WASHINGTON (Reuters) - Commemorating the 60th anniversary of the armistice that ended the Korean War, President Barack Obama said on Saturday that U.S. troops and their allies achieved victory in that conflict despite a lukewarm reception when they returned home.
The war ended in a stalemate in 1953, with the absence of a peace treaty resulting in a demilitarized zone that now separates North and South Korea. Pyongyang commemorated the day with a massive military parade and declared victory as well.
“Here, today, we can say with confidence that this war was no tie. Korea was a victory,” Obama said to cheers from an outdoor crowd populated by war veterans from the United States and South Korea.
“When 50 million South Koreans live in freedom ... in stark contrast to the repression and poverty of the North, that’s a victory; that’s your legacy,” he said.
The Korean War started in 1950 when the United States rallied the United Nations to send troops to counter the North’s invasion of the South.
Secretary of Defense Chuck Hagel, Vice Chairman of the Joint Chiefs of Staff Admiral James Winnefeld and representatives from the South Korean government attended the event, which included a wreath-laying ceremony conducted to “Taps” before the 19 steel statues of Korean War soldiers at the memorial on Washington’s National Mall.
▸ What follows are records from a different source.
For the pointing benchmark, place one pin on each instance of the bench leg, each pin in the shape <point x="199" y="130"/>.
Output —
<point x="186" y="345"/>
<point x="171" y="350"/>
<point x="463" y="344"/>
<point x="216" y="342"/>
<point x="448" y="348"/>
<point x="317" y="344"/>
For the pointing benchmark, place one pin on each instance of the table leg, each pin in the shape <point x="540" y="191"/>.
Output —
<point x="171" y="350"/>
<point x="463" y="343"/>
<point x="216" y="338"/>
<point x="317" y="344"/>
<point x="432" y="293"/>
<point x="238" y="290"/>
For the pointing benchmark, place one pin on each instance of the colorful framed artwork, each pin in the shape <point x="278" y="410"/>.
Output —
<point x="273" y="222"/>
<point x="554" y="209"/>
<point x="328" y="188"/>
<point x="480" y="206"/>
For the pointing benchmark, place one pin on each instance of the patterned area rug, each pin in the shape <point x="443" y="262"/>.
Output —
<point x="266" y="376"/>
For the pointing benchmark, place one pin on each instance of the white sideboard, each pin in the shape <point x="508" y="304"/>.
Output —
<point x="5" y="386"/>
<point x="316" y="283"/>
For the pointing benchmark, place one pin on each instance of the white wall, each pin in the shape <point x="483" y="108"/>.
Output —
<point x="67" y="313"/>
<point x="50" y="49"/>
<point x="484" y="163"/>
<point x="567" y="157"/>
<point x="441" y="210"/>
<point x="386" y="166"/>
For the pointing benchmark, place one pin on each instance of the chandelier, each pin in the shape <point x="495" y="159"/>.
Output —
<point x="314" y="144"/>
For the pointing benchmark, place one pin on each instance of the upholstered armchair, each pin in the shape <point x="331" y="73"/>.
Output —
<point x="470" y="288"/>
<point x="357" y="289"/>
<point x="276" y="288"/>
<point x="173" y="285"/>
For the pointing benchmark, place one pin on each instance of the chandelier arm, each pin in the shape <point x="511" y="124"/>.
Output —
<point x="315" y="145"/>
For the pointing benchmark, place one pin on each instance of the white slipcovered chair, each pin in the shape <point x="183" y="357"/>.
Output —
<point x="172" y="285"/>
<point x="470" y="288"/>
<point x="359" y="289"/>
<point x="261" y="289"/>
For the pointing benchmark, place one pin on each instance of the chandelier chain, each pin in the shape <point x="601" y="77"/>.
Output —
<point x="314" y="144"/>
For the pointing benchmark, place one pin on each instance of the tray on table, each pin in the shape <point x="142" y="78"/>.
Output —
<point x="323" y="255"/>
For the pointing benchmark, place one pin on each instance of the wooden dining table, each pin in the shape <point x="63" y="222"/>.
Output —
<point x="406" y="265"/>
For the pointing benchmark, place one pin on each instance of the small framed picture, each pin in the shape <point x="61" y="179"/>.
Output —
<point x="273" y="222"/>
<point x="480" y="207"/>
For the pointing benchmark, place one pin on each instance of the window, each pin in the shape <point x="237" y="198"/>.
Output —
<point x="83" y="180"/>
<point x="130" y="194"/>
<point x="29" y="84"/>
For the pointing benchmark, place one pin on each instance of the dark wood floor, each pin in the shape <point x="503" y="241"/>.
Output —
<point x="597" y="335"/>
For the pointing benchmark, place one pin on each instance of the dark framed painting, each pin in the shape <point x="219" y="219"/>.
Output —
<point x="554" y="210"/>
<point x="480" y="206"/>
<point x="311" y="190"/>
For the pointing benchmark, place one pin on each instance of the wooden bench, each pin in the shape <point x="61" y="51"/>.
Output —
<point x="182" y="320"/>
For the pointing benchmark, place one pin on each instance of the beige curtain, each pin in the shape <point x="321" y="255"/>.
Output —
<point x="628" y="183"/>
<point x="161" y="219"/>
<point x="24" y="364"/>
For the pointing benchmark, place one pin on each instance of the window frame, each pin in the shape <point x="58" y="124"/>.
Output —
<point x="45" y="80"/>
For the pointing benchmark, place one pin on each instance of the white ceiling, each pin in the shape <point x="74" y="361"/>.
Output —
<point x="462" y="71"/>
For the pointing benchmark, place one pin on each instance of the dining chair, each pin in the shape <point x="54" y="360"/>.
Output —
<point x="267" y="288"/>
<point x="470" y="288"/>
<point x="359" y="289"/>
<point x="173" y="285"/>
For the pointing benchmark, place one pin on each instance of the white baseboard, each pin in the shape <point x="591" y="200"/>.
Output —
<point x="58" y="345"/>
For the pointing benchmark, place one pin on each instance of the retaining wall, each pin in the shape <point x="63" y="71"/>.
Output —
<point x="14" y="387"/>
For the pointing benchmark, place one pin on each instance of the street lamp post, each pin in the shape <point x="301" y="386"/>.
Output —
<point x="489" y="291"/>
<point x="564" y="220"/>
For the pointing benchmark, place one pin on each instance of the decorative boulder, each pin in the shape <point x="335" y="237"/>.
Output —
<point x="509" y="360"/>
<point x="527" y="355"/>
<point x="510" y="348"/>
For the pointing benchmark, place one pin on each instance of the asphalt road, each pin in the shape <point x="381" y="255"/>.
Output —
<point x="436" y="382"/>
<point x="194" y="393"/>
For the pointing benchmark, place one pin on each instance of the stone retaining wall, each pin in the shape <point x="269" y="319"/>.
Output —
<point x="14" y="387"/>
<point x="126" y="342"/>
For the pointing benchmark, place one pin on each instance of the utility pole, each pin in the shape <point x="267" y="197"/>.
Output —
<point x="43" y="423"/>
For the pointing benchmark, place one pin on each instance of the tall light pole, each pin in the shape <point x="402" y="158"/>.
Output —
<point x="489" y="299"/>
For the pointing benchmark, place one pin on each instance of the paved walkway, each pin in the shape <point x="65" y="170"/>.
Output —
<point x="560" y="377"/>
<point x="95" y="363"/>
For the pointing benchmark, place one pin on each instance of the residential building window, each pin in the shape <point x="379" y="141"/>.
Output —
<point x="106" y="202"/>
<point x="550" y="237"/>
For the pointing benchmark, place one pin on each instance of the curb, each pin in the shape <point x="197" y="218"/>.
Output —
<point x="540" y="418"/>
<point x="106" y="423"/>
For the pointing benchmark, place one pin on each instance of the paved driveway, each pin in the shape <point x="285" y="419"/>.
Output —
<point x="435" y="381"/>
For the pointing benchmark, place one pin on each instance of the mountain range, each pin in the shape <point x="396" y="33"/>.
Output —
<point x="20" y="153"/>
The chairman of South Korea’s National Policy Committee, Kim Jung-hoon, who represented the country’s president, Park Geun-hye, acknowledged the ambiguous end to a long-fought war.
“This armistice was not the result of mere negotiations at the table,” Kim said. “It was signed after endless battles, countless sacrifices and pain endured by our veterans and their grieved families.”
When U.S. troops returned home, Obama said they went right back to work, with their sacrifices seemingly unacknowledged in what would become known as “The Forgotten War.”
“Unlike the Second World War, Korea did not galvanize our country. These veterans did not return to parades. Unlike Vietnam, Korea did not tear at our country. These veterans did not return to protests,” Obama said.
“Here in America, no war should ever be forgotten, and no veteran should ever be overlooked.”
About 5,000 people attended the event, according to the commemoration committee. The crowd was filled with South Koreans and Americans alike, with spectators singing the South Korean national anthem nearly as loudly as the U.S. anthem.
Obama also acknowledged the strong military ties Washington has with South Korea, where more than 28,000 U.S. troops are now stationed. For some younger Koreans, the continued presence of troops is controversial, but the crowd erupted in applause when Obama mentioned his commitment to U.S. military supremacy.
“Our allies and adversaries must know the United States of America will maintain the strongest military the world has ever known, bar none, always,” Obama said. “That is what we do.”